FAQ
Is there an example (or recommendation) on how to process (transform)
and query large xml file

Scenario is the following
a) have hierarchical XML with 5 level deep hierarchy (meaning max 4
nodes underneath a level 1 node). Each node can contain up to 50
values, and around 100 attributes

b) file size is about 40 GB , there are up to 100 files like that with
expected processing time per file 2 hours per file ( use case c-1
below), and all 100 files are processed concurrently. No relationship
across files and overhead of 'starting' a c-1 processing is about 10
minutes


c) Two types of processing
    1) CSV output as result of transfromations (where transformation
looks at one level 1 node (and its children) at a time. CSV expected
to be around 1GB in size per each 40GB xml.

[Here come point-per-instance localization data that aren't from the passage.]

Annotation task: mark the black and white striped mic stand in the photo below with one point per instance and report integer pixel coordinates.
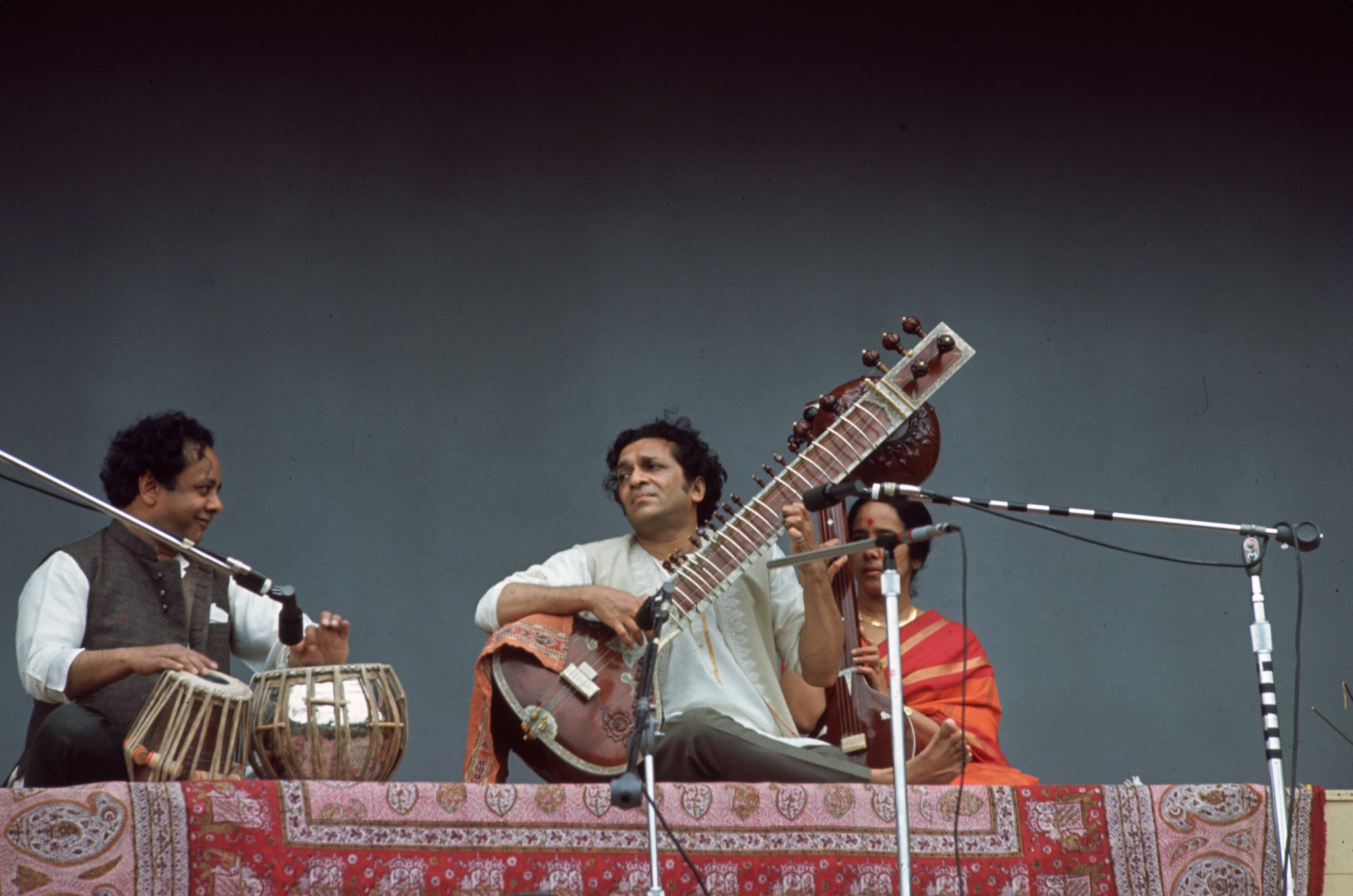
(1305, 537)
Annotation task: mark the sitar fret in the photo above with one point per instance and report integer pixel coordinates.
(857, 431)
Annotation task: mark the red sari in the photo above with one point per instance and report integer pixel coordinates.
(933, 683)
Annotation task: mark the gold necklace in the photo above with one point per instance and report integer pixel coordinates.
(915, 612)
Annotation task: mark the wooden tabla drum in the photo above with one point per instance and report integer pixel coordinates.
(336, 723)
(193, 729)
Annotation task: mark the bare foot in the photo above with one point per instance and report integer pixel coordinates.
(942, 758)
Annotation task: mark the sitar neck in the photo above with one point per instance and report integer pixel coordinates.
(887, 404)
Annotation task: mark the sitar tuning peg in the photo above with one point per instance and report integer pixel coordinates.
(872, 359)
(894, 343)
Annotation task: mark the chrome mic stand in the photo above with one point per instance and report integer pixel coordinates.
(626, 790)
(892, 584)
(1261, 634)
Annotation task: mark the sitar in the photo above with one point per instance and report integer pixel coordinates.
(574, 727)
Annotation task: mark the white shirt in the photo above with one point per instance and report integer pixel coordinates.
(708, 676)
(52, 622)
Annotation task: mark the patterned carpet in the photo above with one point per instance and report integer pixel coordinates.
(263, 838)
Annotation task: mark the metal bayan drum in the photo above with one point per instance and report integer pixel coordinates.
(339, 723)
(193, 729)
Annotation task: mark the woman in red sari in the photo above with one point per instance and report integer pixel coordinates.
(933, 652)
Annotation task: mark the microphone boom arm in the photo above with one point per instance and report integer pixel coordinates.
(244, 574)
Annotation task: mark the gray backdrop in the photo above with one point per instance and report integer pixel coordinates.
(417, 266)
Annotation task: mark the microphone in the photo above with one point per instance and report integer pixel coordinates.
(927, 532)
(291, 624)
(833, 493)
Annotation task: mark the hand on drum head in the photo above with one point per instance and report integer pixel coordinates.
(148, 661)
(325, 645)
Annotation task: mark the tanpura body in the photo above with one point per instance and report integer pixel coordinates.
(857, 716)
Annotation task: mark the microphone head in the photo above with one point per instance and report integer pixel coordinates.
(291, 631)
(627, 792)
(820, 499)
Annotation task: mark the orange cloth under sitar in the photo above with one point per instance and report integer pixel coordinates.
(933, 684)
(546, 638)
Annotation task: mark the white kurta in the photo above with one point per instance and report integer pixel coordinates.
(703, 670)
(55, 606)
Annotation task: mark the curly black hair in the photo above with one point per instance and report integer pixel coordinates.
(164, 445)
(912, 514)
(689, 450)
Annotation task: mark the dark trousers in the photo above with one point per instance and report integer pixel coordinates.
(75, 745)
(703, 745)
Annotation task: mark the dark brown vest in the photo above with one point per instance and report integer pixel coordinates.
(136, 600)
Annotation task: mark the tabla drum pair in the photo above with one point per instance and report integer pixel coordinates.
(316, 722)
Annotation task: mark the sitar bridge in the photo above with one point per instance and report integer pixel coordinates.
(581, 677)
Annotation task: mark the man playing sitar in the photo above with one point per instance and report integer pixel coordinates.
(724, 716)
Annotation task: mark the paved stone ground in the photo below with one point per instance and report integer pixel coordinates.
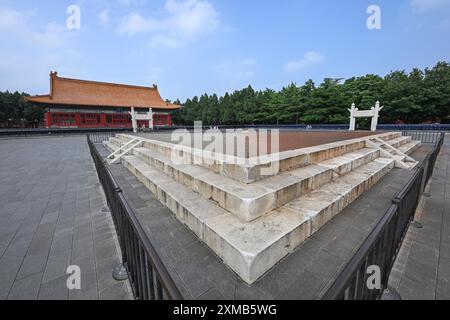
(305, 274)
(50, 218)
(422, 268)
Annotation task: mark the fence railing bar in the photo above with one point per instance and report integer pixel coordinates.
(383, 243)
(134, 242)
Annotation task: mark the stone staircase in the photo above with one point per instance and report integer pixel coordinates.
(252, 220)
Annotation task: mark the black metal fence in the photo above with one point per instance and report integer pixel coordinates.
(414, 127)
(382, 245)
(427, 137)
(148, 277)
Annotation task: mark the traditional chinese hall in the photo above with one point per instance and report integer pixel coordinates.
(89, 104)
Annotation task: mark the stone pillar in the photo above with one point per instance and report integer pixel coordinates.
(150, 119)
(352, 117)
(376, 115)
(133, 120)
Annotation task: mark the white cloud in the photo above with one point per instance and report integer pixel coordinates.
(309, 59)
(424, 5)
(33, 51)
(134, 23)
(181, 22)
(103, 17)
(238, 72)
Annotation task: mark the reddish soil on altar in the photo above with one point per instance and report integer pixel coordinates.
(289, 140)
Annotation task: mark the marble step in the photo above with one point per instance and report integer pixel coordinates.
(410, 147)
(398, 142)
(350, 161)
(252, 248)
(250, 201)
(247, 201)
(255, 169)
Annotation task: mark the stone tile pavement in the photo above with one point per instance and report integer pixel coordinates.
(304, 274)
(50, 218)
(422, 268)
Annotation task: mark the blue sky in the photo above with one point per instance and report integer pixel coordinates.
(197, 46)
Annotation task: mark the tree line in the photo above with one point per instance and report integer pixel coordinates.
(416, 97)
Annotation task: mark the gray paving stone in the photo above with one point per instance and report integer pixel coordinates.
(44, 208)
(26, 289)
(55, 289)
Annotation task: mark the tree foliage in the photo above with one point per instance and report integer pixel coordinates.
(414, 97)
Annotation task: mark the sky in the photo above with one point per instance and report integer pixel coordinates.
(191, 47)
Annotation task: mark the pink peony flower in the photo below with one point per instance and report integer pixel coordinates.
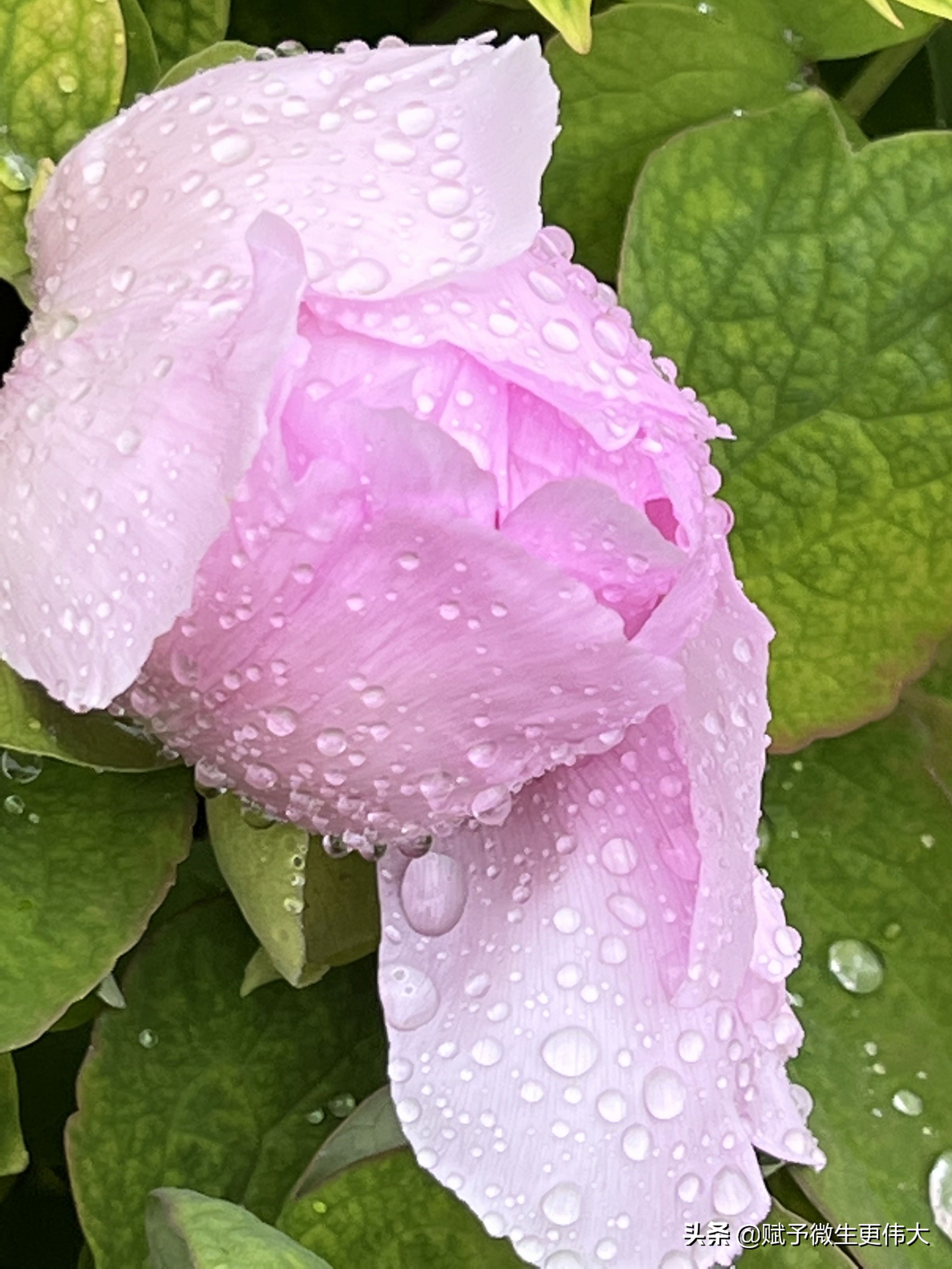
(334, 469)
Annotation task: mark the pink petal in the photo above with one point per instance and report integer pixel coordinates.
(369, 655)
(540, 1065)
(127, 424)
(398, 167)
(584, 397)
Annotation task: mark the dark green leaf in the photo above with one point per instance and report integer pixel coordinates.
(84, 862)
(656, 68)
(189, 1231)
(390, 1214)
(806, 294)
(306, 909)
(216, 55)
(192, 1085)
(141, 58)
(13, 1152)
(61, 73)
(184, 27)
(36, 724)
(862, 846)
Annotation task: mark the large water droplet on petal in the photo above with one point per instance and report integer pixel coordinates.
(856, 966)
(570, 1052)
(730, 1192)
(433, 894)
(410, 999)
(563, 1203)
(664, 1093)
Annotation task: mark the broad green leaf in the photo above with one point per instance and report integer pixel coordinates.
(847, 29)
(191, 1231)
(218, 55)
(35, 724)
(862, 846)
(390, 1214)
(938, 8)
(192, 1085)
(656, 68)
(797, 1250)
(374, 1128)
(572, 19)
(806, 294)
(84, 862)
(308, 911)
(184, 27)
(13, 1152)
(141, 58)
(61, 72)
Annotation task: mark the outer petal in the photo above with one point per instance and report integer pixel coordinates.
(539, 1064)
(366, 654)
(122, 438)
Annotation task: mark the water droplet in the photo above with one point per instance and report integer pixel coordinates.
(627, 911)
(570, 1052)
(664, 1093)
(342, 1104)
(563, 1203)
(907, 1102)
(612, 951)
(410, 999)
(230, 148)
(364, 277)
(941, 1192)
(856, 966)
(730, 1192)
(448, 200)
(562, 335)
(21, 768)
(567, 920)
(619, 857)
(691, 1046)
(281, 722)
(433, 894)
(612, 1106)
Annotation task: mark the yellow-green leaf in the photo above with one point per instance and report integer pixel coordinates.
(572, 19)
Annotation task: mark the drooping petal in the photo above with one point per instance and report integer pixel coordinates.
(540, 1065)
(369, 655)
(124, 437)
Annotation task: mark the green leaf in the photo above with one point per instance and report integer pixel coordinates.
(572, 19)
(191, 1231)
(656, 68)
(308, 911)
(141, 58)
(35, 724)
(795, 1252)
(847, 29)
(390, 1214)
(374, 1128)
(192, 1085)
(13, 1152)
(218, 55)
(806, 294)
(61, 73)
(184, 27)
(862, 846)
(84, 862)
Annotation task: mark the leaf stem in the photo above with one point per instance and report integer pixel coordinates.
(876, 77)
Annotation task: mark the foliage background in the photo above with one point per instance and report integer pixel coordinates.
(770, 184)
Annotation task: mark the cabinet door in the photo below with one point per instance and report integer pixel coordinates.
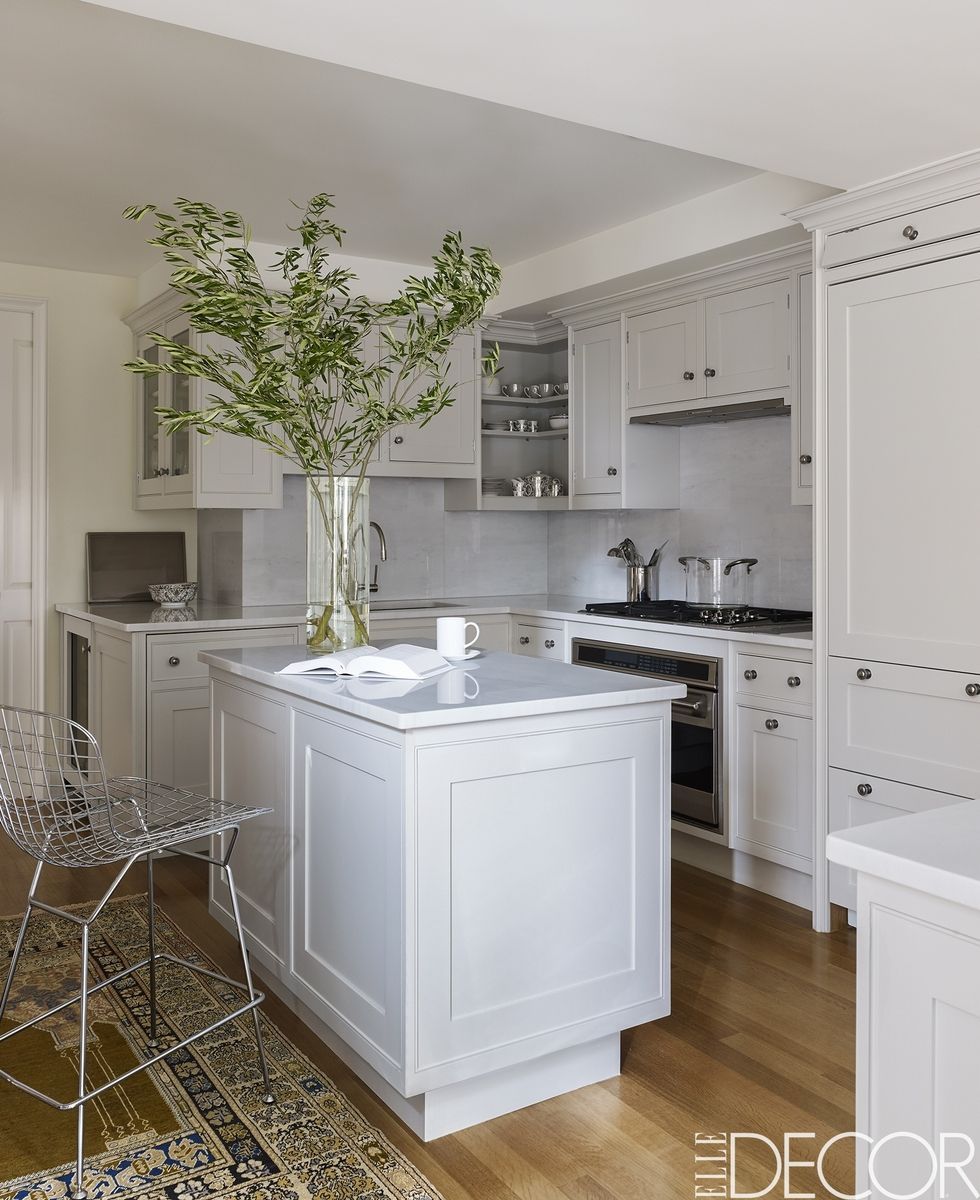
(863, 799)
(903, 426)
(803, 408)
(179, 741)
(774, 787)
(746, 339)
(112, 691)
(596, 409)
(450, 437)
(663, 365)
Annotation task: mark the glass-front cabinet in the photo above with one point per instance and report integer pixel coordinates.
(164, 468)
(186, 469)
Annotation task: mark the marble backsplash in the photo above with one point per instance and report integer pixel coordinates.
(734, 501)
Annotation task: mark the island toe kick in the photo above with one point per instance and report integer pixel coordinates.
(469, 903)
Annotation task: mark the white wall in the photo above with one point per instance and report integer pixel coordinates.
(90, 426)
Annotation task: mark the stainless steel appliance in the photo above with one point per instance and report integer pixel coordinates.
(678, 612)
(695, 726)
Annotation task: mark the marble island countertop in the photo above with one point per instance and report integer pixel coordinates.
(133, 618)
(937, 852)
(488, 687)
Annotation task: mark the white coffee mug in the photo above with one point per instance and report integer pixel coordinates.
(454, 688)
(451, 636)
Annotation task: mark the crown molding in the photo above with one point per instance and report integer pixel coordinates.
(937, 183)
(770, 264)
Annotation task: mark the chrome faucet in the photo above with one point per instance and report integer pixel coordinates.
(382, 553)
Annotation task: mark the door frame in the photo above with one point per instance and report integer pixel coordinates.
(37, 309)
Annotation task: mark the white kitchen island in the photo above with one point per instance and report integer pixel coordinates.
(466, 895)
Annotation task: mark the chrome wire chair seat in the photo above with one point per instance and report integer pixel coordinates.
(58, 805)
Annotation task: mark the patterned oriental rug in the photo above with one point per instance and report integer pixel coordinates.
(194, 1126)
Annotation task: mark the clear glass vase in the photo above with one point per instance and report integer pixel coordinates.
(336, 563)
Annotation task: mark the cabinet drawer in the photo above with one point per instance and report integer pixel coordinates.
(775, 678)
(953, 220)
(861, 799)
(540, 641)
(908, 724)
(175, 655)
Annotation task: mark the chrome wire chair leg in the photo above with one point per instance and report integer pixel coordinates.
(79, 1192)
(19, 943)
(154, 1041)
(269, 1098)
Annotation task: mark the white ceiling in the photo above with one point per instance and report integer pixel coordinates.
(104, 109)
(841, 91)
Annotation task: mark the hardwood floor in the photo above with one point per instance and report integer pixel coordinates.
(759, 1039)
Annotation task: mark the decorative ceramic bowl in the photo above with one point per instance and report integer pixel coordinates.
(164, 616)
(173, 595)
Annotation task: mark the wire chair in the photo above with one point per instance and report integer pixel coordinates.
(59, 807)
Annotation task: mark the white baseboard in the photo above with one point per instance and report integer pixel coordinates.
(774, 880)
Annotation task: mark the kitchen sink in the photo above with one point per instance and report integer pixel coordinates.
(392, 605)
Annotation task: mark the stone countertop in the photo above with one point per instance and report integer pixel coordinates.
(488, 687)
(937, 852)
(132, 618)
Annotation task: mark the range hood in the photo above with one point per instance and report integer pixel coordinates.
(711, 414)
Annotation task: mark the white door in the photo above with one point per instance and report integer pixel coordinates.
(746, 340)
(903, 429)
(596, 411)
(662, 361)
(19, 683)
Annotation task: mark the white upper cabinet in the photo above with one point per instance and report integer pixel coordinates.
(665, 357)
(185, 469)
(746, 340)
(449, 439)
(596, 409)
(903, 426)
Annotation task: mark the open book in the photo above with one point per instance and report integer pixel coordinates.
(402, 661)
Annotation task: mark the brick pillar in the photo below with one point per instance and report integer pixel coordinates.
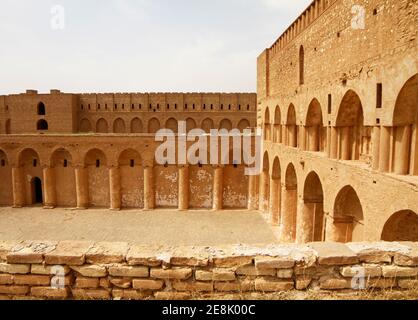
(274, 208)
(334, 143)
(18, 187)
(184, 188)
(252, 193)
(218, 189)
(50, 188)
(115, 192)
(82, 187)
(384, 149)
(376, 147)
(289, 211)
(149, 193)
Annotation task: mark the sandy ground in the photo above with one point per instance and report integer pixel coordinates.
(165, 227)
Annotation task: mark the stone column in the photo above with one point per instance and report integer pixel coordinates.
(402, 150)
(303, 132)
(82, 187)
(376, 147)
(184, 188)
(334, 143)
(305, 222)
(115, 189)
(149, 192)
(252, 192)
(384, 149)
(289, 211)
(50, 196)
(274, 208)
(345, 143)
(218, 188)
(18, 187)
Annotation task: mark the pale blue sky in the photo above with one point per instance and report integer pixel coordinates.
(139, 45)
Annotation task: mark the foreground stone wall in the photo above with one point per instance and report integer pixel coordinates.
(123, 271)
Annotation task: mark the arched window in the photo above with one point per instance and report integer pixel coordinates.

    2) adhoc query capability


Another question (not relevant to cascalog per say -- but will
appreciate thoughts -- on the sizing of the cluster for to finish the
100 files under 4 hours.


thank you in advance

Search Discussions

  • Paul Lam at Mar 25, 2012 at 8:54 am
    The problem here is that XML is multi-line. Easiest way I can think of is
    just to pre-process the files so that the XML are one node per line before
    dumping onto HDFS. Then use a XML parsing library as you read it in line by
    line with hfs-textline.

    About the cluster size needed, you said 2 hr per file. You have 100 files.
    So 50 machines?


    On Saturday, March 24, 2012 11:57:36 PM UTC, vladislav p wrote:

    Is there an example (or recommendation) on how to process (transform)
    and query large xml file

    Scenario is the following
    a) have hierarchical XML with 5 level deep hierarchy (meaning max 4
    nodes underneath a level 1 node). Each node can contain up to 50
    values, and around 100 attributes

    b) file size is about 40 GB , there are up to 100 files like that with
    expected processing time per file 2 hours per file ( use case c-1
    below), and all 100 files are processed concurrently. No relationship
    across files and overhead of 'starting' a c-1 processing is about 10
    minutes


    c) Two types of processing
    1) CSV output as result of transfromations (where transformation
    looks at one level 1 node (and its children) at a time. CSV expected
    to be around 1GB in size per each 40GB xml.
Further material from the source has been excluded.